Jesus Died in a Snowstorm + Other Miracles
Jesus died in a snowstorm. It was exactly like that one movie
with the snowstorm where people died blanketed in clean cold.
Jesus died while downloading the Spotify app for His iPhone.
He was driving & downloading & that’s dumb & probably illegal
in like twelve states. It’s possible I’m terribly wrong, I apologize:
Jesus died halfway through the fifth season of The X-Files.
Dana Scully stayed paused while Jesus pretended to sleep
behind a boulder for three days. I never believed origami
could save us, so it was always raining by mid-afternoon.
Mornings, we could paint them every night.
It’s easy to forget a good fuck but hard to remember how
to forget a bad one.
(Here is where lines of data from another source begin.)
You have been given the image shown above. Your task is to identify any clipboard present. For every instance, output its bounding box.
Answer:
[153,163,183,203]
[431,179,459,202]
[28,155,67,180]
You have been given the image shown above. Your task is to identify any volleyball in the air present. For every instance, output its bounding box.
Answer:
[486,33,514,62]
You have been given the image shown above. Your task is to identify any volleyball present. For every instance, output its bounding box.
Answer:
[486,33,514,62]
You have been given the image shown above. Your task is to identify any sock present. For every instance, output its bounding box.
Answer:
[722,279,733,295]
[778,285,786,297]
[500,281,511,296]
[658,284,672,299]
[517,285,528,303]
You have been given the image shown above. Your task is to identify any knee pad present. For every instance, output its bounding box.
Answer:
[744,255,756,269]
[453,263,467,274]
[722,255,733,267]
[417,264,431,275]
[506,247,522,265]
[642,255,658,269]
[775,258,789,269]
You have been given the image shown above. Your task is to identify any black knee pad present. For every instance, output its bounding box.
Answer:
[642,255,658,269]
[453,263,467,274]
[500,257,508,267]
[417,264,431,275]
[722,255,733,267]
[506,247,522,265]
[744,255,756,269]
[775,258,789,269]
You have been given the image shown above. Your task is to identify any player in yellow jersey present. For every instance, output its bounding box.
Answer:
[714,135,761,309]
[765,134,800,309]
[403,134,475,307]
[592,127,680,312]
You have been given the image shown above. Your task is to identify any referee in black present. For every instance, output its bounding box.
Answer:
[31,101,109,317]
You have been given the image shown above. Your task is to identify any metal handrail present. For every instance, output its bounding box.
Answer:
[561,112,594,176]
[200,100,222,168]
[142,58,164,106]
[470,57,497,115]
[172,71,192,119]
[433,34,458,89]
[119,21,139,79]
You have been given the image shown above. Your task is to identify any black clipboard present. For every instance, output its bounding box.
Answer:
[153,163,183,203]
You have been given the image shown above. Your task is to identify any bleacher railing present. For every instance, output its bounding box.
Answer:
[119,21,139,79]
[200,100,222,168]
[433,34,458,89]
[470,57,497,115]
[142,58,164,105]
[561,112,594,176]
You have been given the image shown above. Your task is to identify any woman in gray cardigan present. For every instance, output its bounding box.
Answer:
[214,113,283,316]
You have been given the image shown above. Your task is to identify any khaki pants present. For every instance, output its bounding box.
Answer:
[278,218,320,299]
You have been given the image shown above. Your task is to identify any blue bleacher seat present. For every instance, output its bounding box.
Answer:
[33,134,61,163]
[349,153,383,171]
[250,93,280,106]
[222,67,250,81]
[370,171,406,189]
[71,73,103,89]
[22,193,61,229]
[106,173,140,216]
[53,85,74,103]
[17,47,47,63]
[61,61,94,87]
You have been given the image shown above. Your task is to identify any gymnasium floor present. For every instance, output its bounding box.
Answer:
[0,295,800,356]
Jesus died outside of a strip mall.
Imagine sipping coffee & watching people.
These people, they all walk on their feet—
they hold hands & sometimes their hands are sweaty
& sometimes their hands are peeled onions.
Jesus lost sixty pounds on the Subway diet.
Jesus smelled like a magazine cover.
I was like Fuck, man, You’re doing it all wrong.
You have to peel off the edge of the ad, rub it on Your neck.
After Jesus died a second time, the earth birthed cracked sidewalks,
hospital waiting rooms, awkward fire escapes.
After Jesus died a second time, boredom birthed oral sex,
the Internet, Ralph Nader’s fear of automobiles.
There is no reason to keep childhood photos
If so, we’d always stay childhood.
& before most of it, Jesus said I can never find the ground
no matter how hard I look.
& before most of it but after he said that, I told Him
You’re two feet above it, with half a tree of oak behind you.